# dalaran koch dailys



## PatchOne (19. Februar 2009)

guten morgen.

hab gerade seit ca. 1 uhr meinen koch skill von nahezu null auf 410 gebracht - gott was ne arbeit^^

ziel war es schön die koch dailys in dalaran machen zu können.

gut, 410 ist klar nicht das maximum - aber muss man für die ganzen koch dailys ein noch höheres level an kochskill haben?
ich konnte eine daily machen - mehr nicht.. sollten aber doch so 5 stck. sein, oder?
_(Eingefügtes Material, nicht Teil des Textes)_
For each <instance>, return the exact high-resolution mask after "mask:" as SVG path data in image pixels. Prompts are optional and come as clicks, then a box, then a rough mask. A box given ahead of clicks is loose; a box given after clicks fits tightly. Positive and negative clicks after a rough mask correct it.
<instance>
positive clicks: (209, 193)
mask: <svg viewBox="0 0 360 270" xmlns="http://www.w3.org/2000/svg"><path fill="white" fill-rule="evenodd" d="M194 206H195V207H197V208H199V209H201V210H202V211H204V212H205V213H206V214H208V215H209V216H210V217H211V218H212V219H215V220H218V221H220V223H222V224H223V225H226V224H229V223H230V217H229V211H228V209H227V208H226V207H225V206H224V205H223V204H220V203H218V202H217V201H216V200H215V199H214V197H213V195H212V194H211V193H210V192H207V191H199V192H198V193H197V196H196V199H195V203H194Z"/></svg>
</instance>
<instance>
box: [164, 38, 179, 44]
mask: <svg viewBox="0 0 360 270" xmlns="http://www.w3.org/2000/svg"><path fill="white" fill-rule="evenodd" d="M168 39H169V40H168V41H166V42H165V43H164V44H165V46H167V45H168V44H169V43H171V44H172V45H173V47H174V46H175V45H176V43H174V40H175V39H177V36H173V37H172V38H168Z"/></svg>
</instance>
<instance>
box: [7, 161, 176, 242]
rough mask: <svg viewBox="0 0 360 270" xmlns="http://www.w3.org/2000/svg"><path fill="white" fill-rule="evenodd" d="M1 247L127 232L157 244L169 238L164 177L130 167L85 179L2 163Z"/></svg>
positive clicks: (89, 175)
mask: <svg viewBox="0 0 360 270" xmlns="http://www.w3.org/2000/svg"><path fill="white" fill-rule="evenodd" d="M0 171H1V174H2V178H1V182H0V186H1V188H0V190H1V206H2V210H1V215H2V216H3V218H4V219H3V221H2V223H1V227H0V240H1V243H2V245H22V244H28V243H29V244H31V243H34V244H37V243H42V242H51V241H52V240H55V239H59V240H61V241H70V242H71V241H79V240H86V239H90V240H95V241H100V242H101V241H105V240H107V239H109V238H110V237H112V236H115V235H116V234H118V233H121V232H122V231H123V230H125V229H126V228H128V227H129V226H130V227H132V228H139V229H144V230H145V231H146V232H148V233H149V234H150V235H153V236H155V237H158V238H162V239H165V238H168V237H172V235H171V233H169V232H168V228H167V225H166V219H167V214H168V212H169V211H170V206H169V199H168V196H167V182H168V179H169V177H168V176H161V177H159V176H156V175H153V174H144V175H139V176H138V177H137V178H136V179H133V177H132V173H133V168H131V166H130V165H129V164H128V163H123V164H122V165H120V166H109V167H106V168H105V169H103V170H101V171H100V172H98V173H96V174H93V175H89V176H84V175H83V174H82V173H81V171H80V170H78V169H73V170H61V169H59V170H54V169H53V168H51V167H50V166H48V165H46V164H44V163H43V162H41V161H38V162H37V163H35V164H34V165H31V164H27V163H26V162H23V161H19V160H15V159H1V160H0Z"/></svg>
hoffe mir kann da wer helfen.

mfg


----------



## Melethron (19. Februar 2009)

PatchOne schrieb:


> guten morgen.
> 
> hab gerade seit ca. 1 uhr meinen koch skill von nahezu null auf 410 gebracht - gott was ne arbeit^^
> 
> ...



Guten Morgen,

also ich kenne nur  eine Koch daily in Dalaran, lasse mich aber gerne überraschen. Ab 400 kannst du dir die neuen Rezepte mit den Kochmarken kaufen. Die letzten 5 oder 6 Rezepte sind aber erst käuflich erwerbbar, wenn du einen Skill von 425 hast.

lg Mele


----------



## Tikume (19. Februar 2009)

Die Dalaran Koch Dailies kannst du auch mit 375 Skill gut bestreiten (ev. sogar weniger).
Am Ende brauchst Du ja nur Rhino Würstchen und Nordischen Eintopf immer.


----------



## Davatar (19. Februar 2009)

Also jeden Tag kannst Du genau 1 Kochdaily machen. Diese wird aber jeden Tag zufällig zwischen denen dies gibt ausgewählt. D.h. heute können zB alle Spieler auf dem Server die Käsedaily machen, morgen das Pilzragout, übermorgen ev wieder das Pilzragout, am Tag danach Karotten sammeln, etc.


----------